What are the main components of BHI Agar?

BHI Agar contains brain heart infusion, peptone, glucose, sodium chloride, and disodium phosphate as its main components.

What is the purpose of using BHI Agar?

BHI Agar serves as a general purpose medium for the isolation and cultivation of aerobic bacteria from clinical specimens. It can also be used for the primary recovery of fungi and Actinomycetales.

Can BHI Agar support the growth of fastidious organisms?

While BHI Agar is highly nutritious, it may not support the optimal growth of some fastidious organisms. Additional supplements or specialized media may be required for their cultivation.

Can BHI Agar be used for the selective isolation of specific microorganisms?

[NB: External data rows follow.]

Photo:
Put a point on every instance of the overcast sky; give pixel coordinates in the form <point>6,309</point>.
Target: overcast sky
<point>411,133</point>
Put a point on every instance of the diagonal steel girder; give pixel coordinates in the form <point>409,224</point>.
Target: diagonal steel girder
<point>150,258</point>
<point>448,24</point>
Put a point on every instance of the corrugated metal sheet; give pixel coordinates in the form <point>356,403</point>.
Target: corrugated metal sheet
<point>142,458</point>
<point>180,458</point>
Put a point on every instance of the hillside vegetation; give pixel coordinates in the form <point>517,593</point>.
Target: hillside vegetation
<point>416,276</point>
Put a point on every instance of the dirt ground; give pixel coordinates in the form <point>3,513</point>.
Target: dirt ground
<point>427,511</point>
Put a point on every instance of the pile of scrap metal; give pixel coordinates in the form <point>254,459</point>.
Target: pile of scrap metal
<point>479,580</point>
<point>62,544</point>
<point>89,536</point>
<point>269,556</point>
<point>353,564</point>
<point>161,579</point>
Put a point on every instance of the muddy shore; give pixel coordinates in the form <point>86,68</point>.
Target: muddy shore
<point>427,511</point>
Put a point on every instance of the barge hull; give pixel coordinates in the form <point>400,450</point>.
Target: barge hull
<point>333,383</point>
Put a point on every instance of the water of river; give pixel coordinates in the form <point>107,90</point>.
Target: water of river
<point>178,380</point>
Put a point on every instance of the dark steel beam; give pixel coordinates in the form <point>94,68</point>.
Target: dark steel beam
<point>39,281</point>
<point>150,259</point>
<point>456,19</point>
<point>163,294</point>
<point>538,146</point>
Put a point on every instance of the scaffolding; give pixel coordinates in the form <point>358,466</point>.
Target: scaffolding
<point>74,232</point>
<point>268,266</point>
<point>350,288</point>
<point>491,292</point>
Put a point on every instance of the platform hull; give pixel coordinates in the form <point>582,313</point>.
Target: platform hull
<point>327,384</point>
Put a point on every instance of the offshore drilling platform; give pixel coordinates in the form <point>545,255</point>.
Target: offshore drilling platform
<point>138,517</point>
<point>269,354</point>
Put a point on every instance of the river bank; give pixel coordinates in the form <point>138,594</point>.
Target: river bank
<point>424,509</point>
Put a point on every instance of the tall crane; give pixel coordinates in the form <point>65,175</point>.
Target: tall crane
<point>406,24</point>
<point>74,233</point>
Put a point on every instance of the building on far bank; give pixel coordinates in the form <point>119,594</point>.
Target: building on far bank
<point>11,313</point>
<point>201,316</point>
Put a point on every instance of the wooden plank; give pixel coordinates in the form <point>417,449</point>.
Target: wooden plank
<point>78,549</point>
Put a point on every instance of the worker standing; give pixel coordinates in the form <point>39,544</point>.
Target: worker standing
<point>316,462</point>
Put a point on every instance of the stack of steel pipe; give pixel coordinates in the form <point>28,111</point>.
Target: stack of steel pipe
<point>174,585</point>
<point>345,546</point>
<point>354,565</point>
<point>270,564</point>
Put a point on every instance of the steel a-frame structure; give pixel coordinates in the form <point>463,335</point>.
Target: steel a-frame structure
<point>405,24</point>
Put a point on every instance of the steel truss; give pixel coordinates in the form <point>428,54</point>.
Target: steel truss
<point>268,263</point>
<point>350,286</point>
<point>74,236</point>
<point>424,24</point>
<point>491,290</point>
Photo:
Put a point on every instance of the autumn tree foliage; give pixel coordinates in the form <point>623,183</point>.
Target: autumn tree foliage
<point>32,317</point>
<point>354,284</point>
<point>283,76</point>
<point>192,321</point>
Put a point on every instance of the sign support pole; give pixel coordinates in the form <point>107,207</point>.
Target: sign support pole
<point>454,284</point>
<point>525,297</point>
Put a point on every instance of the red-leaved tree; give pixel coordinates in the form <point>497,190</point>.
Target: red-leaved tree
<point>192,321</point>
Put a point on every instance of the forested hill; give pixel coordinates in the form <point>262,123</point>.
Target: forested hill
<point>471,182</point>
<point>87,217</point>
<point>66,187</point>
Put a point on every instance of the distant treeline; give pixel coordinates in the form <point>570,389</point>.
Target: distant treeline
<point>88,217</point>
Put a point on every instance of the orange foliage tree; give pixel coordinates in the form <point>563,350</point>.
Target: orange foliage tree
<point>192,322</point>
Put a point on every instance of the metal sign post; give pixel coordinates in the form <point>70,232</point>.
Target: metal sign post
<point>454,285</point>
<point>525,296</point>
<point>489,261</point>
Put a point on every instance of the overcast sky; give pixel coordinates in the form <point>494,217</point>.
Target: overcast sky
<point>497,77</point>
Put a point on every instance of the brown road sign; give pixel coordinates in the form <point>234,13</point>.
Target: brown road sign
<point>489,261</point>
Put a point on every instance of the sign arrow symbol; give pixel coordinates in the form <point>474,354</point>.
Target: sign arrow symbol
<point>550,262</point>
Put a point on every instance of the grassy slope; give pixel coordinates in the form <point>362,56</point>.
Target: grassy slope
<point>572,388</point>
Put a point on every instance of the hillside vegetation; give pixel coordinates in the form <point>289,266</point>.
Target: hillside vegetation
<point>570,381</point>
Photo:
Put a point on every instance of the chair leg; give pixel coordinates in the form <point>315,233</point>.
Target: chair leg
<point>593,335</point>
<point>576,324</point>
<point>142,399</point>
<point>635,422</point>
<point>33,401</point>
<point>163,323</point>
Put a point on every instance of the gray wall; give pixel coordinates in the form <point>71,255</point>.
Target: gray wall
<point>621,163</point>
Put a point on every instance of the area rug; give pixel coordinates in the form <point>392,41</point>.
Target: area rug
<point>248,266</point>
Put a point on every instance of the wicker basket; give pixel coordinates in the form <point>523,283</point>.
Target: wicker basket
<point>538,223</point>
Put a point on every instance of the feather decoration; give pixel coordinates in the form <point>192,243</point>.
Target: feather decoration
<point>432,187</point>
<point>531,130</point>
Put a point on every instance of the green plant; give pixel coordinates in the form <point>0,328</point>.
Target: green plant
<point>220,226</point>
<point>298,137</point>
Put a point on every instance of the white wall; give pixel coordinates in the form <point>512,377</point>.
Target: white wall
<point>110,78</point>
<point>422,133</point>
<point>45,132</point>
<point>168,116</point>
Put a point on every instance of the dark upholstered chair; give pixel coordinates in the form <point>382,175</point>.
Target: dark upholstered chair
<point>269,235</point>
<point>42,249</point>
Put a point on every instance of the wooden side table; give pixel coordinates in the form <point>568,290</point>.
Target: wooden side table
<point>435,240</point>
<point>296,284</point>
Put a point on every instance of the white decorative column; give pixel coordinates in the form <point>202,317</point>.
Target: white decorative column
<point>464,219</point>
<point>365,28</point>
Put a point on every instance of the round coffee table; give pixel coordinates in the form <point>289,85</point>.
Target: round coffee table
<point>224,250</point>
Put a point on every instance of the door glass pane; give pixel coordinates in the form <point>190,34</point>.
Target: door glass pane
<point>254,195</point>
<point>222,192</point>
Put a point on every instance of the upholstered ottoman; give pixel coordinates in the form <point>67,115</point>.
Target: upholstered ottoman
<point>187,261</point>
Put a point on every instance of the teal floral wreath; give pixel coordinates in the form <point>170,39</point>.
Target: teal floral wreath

BHI Agar can be modified to become a selective medium by adding antibiotics or other selective agents. This allows for the growth and isolation of specific microorganisms while inhibiting others.

How is BHI Agar prepared?

BHI Agar is prepared by suspending the appropriate amount of BHI Agar powder in distilled water, boiling to dissolve the medium, sterilizing by autoclaving, and then pouring it into sterile Petri plates.

How should BHI Agar plates be incubated?

BHI Agar plates should be incubated at a temperature range of 25 to 30°C for the cultivation of bacteria and fungi. For specific organisms, different incubation temperatures may be required.

How can BHI Agar be used for the recovery of fungi?

BHI Agar can be supplemented with 5-10% defibrinated sheep blood to enhance the growth of fungi. This enriched medium provides essential growth factors for the recovery of fastidious fungal organisms.

What are the limitations of BHI Agar?

BHI Agar may inhibit the growth of some fastidious organisms, and additional tests are required for complete identification. It is also non-selective, so heavily contaminated specimens may require additional selective media.

Is BHI Agar suitable for the isolation of fastidious organisms requiring blood?

Yes, BHI Agar supplemented with 10% sheep blood can be used for the isolation of fastidious organisms that require blood as a growth factor.